Adel shook his head; he had no idea what she was talking about. He hadn’t yet found his voice, but it was understandable if he was a little jumbled. His skin felt a size too small and he shivered in the cool air. This was probably the most important moment of his life and all he could think was that his balls had shrunk to the size of raisins.

“You’re not… ? All right then.” She covered her disappointment so quickly that Adel wondered if he’d seen it at all. “Well, let’s get some clothes on you, Rocky.”

minus buzzed—who’s Rocky?—

“What, didn’t your tongue make the jump with the rest of you?” She was wearing green scrubs and green open-toed shoes. A oval medallion on a silver chain hung around her neck; at its center a pix displayed a man eating soup. “Can you understand me?” Her mouth stretched excessively, as if she intended that he read her lips. “I’m afraid I don’t speak carrot, or whatever passes for language on your world.” She was carrying a blue robe folded over her arm.

“Harvest,” said Adel. “I came from Harvest.”
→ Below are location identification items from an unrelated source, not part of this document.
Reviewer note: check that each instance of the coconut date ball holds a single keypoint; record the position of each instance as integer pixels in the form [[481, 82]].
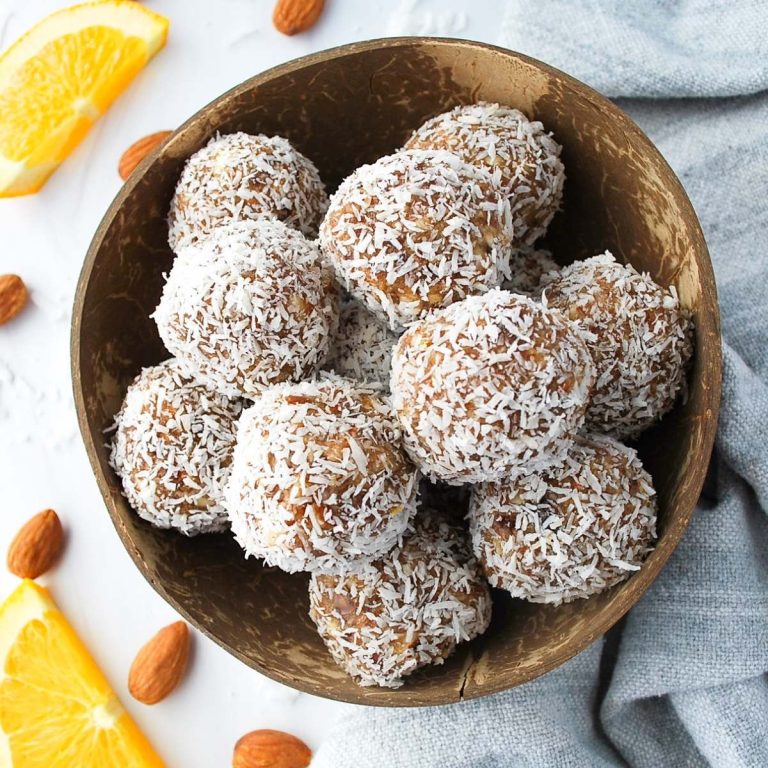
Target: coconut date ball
[[416, 231], [172, 449], [570, 532], [320, 481], [252, 305], [526, 269], [238, 177], [362, 349], [405, 610], [491, 385], [517, 151], [642, 341]]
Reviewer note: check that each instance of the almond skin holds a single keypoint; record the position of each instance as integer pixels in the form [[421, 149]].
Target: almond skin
[[160, 665], [37, 545], [294, 16], [138, 151], [270, 749], [13, 297]]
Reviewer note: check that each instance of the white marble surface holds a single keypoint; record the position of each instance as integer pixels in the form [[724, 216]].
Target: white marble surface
[[213, 45]]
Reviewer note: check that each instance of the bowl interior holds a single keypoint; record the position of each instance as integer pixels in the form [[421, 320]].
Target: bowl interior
[[343, 108]]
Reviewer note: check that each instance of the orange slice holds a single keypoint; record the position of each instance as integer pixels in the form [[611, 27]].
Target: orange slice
[[61, 76], [56, 708]]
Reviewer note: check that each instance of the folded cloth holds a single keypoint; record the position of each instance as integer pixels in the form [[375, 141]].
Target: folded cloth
[[687, 670]]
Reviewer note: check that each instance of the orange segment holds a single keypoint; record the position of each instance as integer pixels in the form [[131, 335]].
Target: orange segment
[[57, 710], [57, 80]]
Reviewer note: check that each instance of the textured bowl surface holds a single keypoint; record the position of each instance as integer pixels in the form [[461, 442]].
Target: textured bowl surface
[[342, 108]]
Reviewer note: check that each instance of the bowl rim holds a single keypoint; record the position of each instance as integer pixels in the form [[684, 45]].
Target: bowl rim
[[639, 583]]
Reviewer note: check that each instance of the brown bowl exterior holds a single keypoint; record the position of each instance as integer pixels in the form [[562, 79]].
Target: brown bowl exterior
[[342, 108]]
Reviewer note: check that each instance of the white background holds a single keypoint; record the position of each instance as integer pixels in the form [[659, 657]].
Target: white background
[[213, 45]]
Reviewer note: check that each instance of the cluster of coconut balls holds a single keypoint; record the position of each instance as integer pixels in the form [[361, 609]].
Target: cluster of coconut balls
[[338, 365]]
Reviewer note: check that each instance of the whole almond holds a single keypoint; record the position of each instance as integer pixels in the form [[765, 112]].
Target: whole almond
[[270, 749], [294, 16], [160, 664], [36, 546], [138, 151], [13, 297]]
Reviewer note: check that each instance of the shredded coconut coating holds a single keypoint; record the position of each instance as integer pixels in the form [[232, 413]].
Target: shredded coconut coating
[[172, 449], [250, 306], [362, 349], [518, 152], [526, 268], [404, 611], [570, 532], [238, 177], [643, 341], [491, 385], [320, 481], [415, 231]]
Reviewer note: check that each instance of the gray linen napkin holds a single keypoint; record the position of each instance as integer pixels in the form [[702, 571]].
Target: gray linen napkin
[[689, 671]]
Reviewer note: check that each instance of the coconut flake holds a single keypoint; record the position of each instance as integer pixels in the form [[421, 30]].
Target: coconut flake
[[570, 532], [405, 610], [491, 385], [320, 481], [172, 449], [237, 177], [250, 306], [518, 152], [642, 340]]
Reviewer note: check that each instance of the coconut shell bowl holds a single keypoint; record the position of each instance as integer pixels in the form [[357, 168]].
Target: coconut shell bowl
[[343, 108]]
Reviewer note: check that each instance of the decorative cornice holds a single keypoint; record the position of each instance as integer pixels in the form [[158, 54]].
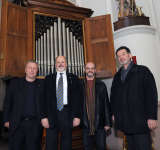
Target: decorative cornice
[[144, 29]]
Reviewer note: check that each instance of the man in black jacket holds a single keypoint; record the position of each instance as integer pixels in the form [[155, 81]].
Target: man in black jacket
[[22, 107], [134, 101], [62, 106], [96, 111]]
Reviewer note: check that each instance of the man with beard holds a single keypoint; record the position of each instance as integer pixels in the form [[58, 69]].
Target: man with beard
[[22, 110], [134, 101], [96, 110], [62, 106]]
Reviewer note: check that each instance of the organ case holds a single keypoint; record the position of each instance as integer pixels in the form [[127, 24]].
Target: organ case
[[78, 37]]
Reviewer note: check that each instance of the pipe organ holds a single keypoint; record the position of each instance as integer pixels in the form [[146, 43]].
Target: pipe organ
[[56, 36]]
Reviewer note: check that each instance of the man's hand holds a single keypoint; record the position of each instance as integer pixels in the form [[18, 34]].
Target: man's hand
[[152, 124], [45, 122], [106, 128], [6, 124], [76, 122]]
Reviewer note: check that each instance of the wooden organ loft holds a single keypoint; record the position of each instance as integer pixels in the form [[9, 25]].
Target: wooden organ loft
[[44, 29]]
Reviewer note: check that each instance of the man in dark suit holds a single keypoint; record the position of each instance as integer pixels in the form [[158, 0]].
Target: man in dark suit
[[62, 101], [134, 101], [22, 107], [96, 110]]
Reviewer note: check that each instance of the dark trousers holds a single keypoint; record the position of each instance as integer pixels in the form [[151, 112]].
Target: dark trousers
[[98, 140], [64, 126], [139, 141], [27, 136]]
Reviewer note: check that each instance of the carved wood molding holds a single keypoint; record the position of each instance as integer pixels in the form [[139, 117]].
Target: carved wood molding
[[60, 5], [131, 21]]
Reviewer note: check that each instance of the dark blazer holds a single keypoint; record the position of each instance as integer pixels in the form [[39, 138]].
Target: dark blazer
[[50, 100], [102, 106], [134, 101], [15, 98]]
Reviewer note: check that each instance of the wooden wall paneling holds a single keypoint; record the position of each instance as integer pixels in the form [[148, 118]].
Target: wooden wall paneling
[[3, 31], [99, 47]]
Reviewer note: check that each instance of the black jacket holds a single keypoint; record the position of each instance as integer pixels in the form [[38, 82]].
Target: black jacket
[[134, 101], [15, 98], [50, 100], [102, 107]]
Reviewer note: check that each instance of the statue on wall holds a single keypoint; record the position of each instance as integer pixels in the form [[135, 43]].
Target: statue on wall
[[129, 8]]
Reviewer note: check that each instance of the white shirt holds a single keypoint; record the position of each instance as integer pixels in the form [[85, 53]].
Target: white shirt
[[65, 100]]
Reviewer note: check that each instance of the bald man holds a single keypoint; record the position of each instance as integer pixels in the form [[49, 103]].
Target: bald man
[[22, 107], [62, 109]]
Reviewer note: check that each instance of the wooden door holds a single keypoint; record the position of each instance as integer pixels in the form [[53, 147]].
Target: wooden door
[[14, 37], [99, 47]]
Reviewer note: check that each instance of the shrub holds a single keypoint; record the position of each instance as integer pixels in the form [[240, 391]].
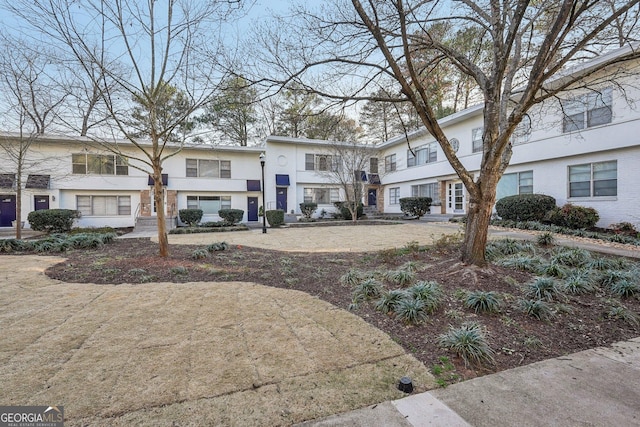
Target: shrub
[[415, 206], [351, 278], [546, 239], [429, 293], [217, 246], [483, 301], [53, 220], [275, 217], [536, 308], [190, 216], [308, 209], [367, 289], [525, 207], [542, 288], [232, 216], [400, 277], [199, 254], [344, 211], [572, 216], [469, 342], [411, 310]]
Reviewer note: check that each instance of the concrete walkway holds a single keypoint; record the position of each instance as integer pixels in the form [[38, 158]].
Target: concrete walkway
[[597, 387]]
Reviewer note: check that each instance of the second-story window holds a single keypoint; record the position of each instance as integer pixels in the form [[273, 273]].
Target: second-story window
[[390, 163], [201, 168], [99, 164]]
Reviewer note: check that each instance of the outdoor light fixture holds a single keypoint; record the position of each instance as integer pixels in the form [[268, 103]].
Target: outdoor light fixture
[[405, 385], [264, 206]]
“He talks,” said the woman. “Now can he walk? And what will it take to get him to say his name?”

“I’m Adel Santos.”

“Good.” She tossed the robe at him and it slithered around his shoulders and wrapped him in its soft embrace. “If you have a name then I don’t have to throw you back.” Two slippers unfolded from its pockets and snugged onto his feet. She began to speak with a nervous intensity that made Adel dizzy. “So, Adel, my name is Kamilah, which means ‘the perfect one’ in Arabic which is a dead language you’ve probably never heard of and I’m here to give you the official welcome to your pilgrimage aboard the Godspeed and to show you around but we have to get done before dinner which tonight is synthetic roasted garab…”

—something is bothering her—buzzed minus—it must be us—

“…which is either a bird or a tuber, I forget which exactly but it comes from the cuisine of Ohara which is a world in the Zeta 1 Reticuli system which you’ve probably never heard of…”

—probably just a talker—plus buzzed.

“…because I certainly never have.” Kamilah wore her hair kinked close against her head; it was the color of rust. She was cute, thought Adel, in a massive sort of way. “Do you understand?”

“Perfectly,” he said. “You did say you were perfect.”

“So you listen?” A grin flitted across her face. “Are you going to surprise me, Adel Santos?”

“I’ll try,” he said. “But first I need a bathroom.”

There were twenty-eight bathrooms on the Godspeed; twenty of them opened off the lavish bedrooms of Dream Street. A level below was the Ophiuchi Dining Hall, decorated in red alabaster, marble and gilded bronze, which could seat as many as forty around its teak banquet table. In the more modest Chillingsworth Breakfasting Room, reproductions of four refectory tables with oak benches could accommodate more intimate groups. Between the Blue and the Dagger Salons was the Music Room with smokewood lockers filled with the noblest instruments from all the worlds of the Continuum, most of which could play themselves. Below that was a library with the complete range of inputs from brainleads to books made of actual plant material, a ballroom decorated in the Nomura III style, a VR dome with ten animated seats, a gymnasium with a lap pool, a black box theater, a billiard room, a conservatory with five different ecosystems and various stairways, hallways, closets, cubbies, and peculiar dead ends. The MASTA, the molecular array scanner/transmitter/assembler was located in the Well Met Arena, an enormous airlock and staging area that opened onto the surface of the threshold. Here also was the cognizor in which the mind of the Godspeed seethed.